In this phase, you’ll select the appropriate modeling techniques for the given data. These techniques can include clustering, predictive models, classification, estimation, or a combination. Front Health used statistical modeling and predictive analytics to decide whether to expand healthcare programs to other populations. You may have to return to the data preparation phase if you select a modeling technique that requires selecting other variables or preparing some different sources.
After creating the models, you need to test them and measure their success at answering the question identified in the first phase. The model may answer facets of things not accounted for, and you may need to edit the model or edit the question. This phase is designed to allow you to look at the progress so far and ensure it’s on the right track for meeting the business goals. If it’s not, there might be a need to move backwards to previous steps before a project is ready for the deployment phase.

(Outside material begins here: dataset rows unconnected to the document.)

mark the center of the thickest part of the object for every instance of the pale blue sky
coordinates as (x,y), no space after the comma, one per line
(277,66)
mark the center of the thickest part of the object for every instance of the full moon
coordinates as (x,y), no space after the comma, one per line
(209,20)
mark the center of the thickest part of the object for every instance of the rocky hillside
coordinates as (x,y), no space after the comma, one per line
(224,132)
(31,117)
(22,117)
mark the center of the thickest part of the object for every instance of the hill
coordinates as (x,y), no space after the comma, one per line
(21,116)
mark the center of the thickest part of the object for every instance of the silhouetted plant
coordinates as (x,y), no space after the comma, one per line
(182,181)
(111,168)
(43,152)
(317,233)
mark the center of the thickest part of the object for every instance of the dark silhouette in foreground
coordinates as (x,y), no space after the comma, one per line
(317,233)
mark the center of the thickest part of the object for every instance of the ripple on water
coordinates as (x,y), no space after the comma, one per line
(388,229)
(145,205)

Finally, once the model is accurate and reliable, it is time to deploy it in the real world. The deployment can take place within the organization, be shared with customers, or be used to generate a report for stakeholders to prove its reliability. The work doesn’t end when the last line of code is complete; deployment requires careful thought, a roll-out plan, and a way to make sure the right people are appropriately informed. The data mining team is responsible for the audience’s understanding of the project.
Types of data mining techniques
Data mining includes multiple techniques for answering the business question or helping solve a problem. This section is just an introduction to two data mining techniques and is not currently comprehensive.
The most common technique is classification. To do this, identify a target variable and then divide that variable into appropriate level of detail categories. For example, the variable ‘occupation level’ might be split into ‘entry-level’, ‘associate’, and ‘senior’. With other fields such as age and education level, you can train your data model to predict what occupation level a person is more likely to have. You may add an entry for a recent 22-year-old graduate, and the data model could automatically classify that person in an ‘entry-level’ position. Insurance or financial institutions such as PEMCO Insurance used classification to train their algorithms to flag fraud and to monitor claims.
Clustering is another common technique, grouping records, observations, or cases by similarity. There won’t be a target variable like in classification. Instead, clustering just means separating the data set into subgroups. This method can include grouping records of users by geographic area or age group. Typically, clustering the data into subgroups is preparation for analysis. The subgroups become inputs for a different technique.